The problem is that mod_perl processes which take up a lot of RAM are having to spoonfeed data over a very thin pipe to client browsers. When you use a proxy server in that configuration, the mod_perl processes spew data to lightweight proxies and move on, and then the slow browsers tie up the lightweight proxies. Therefore you can use fewer mod_perl processes, saving RAM.

When you get beyond what that will scale to on your hardware, the next obvious move is to add more memory. These days 1 GB of RAM is not that much, have 2-4 GB. Most acceleration techniques, such as caching, use RAM. After that runs out of steam, you'll need a load balancer in front of multiple webservers. (You probably want that well before you get to that load, just to have redundancy and failover.)

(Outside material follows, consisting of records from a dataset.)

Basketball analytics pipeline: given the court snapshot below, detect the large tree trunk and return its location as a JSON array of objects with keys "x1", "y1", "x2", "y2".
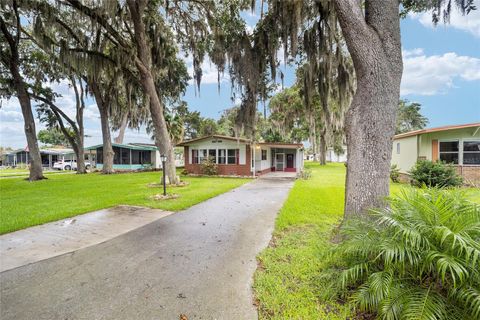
[
  {"x1": 113, "y1": 112, "x2": 128, "y2": 144},
  {"x1": 0, "y1": 15, "x2": 45, "y2": 181},
  {"x1": 98, "y1": 106, "x2": 115, "y2": 174},
  {"x1": 70, "y1": 77, "x2": 87, "y2": 174},
  {"x1": 335, "y1": 0, "x2": 403, "y2": 217},
  {"x1": 318, "y1": 129, "x2": 327, "y2": 166},
  {"x1": 90, "y1": 83, "x2": 115, "y2": 174},
  {"x1": 14, "y1": 87, "x2": 45, "y2": 181},
  {"x1": 128, "y1": 0, "x2": 180, "y2": 184}
]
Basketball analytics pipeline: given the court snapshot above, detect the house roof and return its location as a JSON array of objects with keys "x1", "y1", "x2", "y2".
[
  {"x1": 7, "y1": 148, "x2": 73, "y2": 155},
  {"x1": 85, "y1": 143, "x2": 158, "y2": 151},
  {"x1": 177, "y1": 134, "x2": 251, "y2": 147},
  {"x1": 257, "y1": 142, "x2": 303, "y2": 148},
  {"x1": 393, "y1": 122, "x2": 480, "y2": 139},
  {"x1": 176, "y1": 134, "x2": 303, "y2": 148}
]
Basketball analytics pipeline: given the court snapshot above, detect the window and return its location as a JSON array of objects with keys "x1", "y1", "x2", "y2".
[
  {"x1": 218, "y1": 149, "x2": 227, "y2": 164},
  {"x1": 208, "y1": 149, "x2": 217, "y2": 163},
  {"x1": 463, "y1": 140, "x2": 480, "y2": 165},
  {"x1": 439, "y1": 141, "x2": 459, "y2": 164},
  {"x1": 227, "y1": 149, "x2": 237, "y2": 164},
  {"x1": 198, "y1": 149, "x2": 208, "y2": 163},
  {"x1": 97, "y1": 147, "x2": 103, "y2": 163},
  {"x1": 192, "y1": 149, "x2": 198, "y2": 164},
  {"x1": 262, "y1": 150, "x2": 267, "y2": 160},
  {"x1": 120, "y1": 148, "x2": 130, "y2": 164}
]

As for shared memory, perrin did a number of benchmarks a while ago and found that shared memory modules are not that fast. He found that BerkeleyDB and MySQL were the two fastest ways of sharing data between Perl processes on a single machine. This may have changed (SQLite version 3 is supposed to be much improved). However I wouldn't recommend playing around with caching and sharing data for performance increases until you've done the obvious use of proxies for http acceleration.

Aside from raw performance, two other problems with shared memory are that locking hotspots in RAM can become a bottleneck on your webserver, and you make it harder to later choose to load-balance several machines. Trust me, if volume continues to increase, you really want to be able to load-balance several machines.